W.T. Quispel, J.A. Stegehuis-Kamp, S.J. Santos, A. van Wengen, E. Dompeling, R.M. Egeler, E. van de Vosse, A.G.S. van Halteren*

*Corresponding author for this work

Research output: Contribution to journalArticleAcademicpeer-review

Abstract

Poly-ostotic Langerhans Cell Histiocytosis (LCH) can be difficult to distinguish clinically and histologically from disseminated infection in manifesting specific subtypes of Mendelian Susceptibility to Mycobacterial Disease (MSMD). In MSMD-patients, dominant negative germline mutations in the IFN-gamma R1 gene, in particular in exon 6, lead to autosomal dominant IFN-gamma receptor 1 deficiency (ADIFNGR1) and can mimic LCH. We hypothesized that similar defects might underlie the pathogenesis of LCH.

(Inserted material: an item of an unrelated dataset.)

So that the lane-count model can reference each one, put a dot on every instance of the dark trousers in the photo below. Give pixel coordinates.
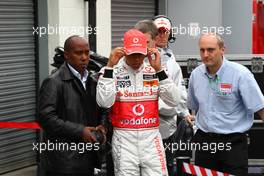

IFN-gamma R1 expression was immunohistochemically determined at disease onset in biopsies from 11 LCH-patients and four ADIFNGR1-patients. IFN-gamma R1 function was analyzed in 18 LCH-patients and 13 healthy controls by assessing the IFN-gamma-induced upregulation of Fc-gamma-receptor I (Fc gamma RI) expression on monocytes. Pro-inflammatory cytokine production was measured after stimulation of whole blood with LPS and IFN-gamma. Exon 6 of the IFN-gamma R1 gene was sequenced in 67 LCH-patients to determine whether mutations were present.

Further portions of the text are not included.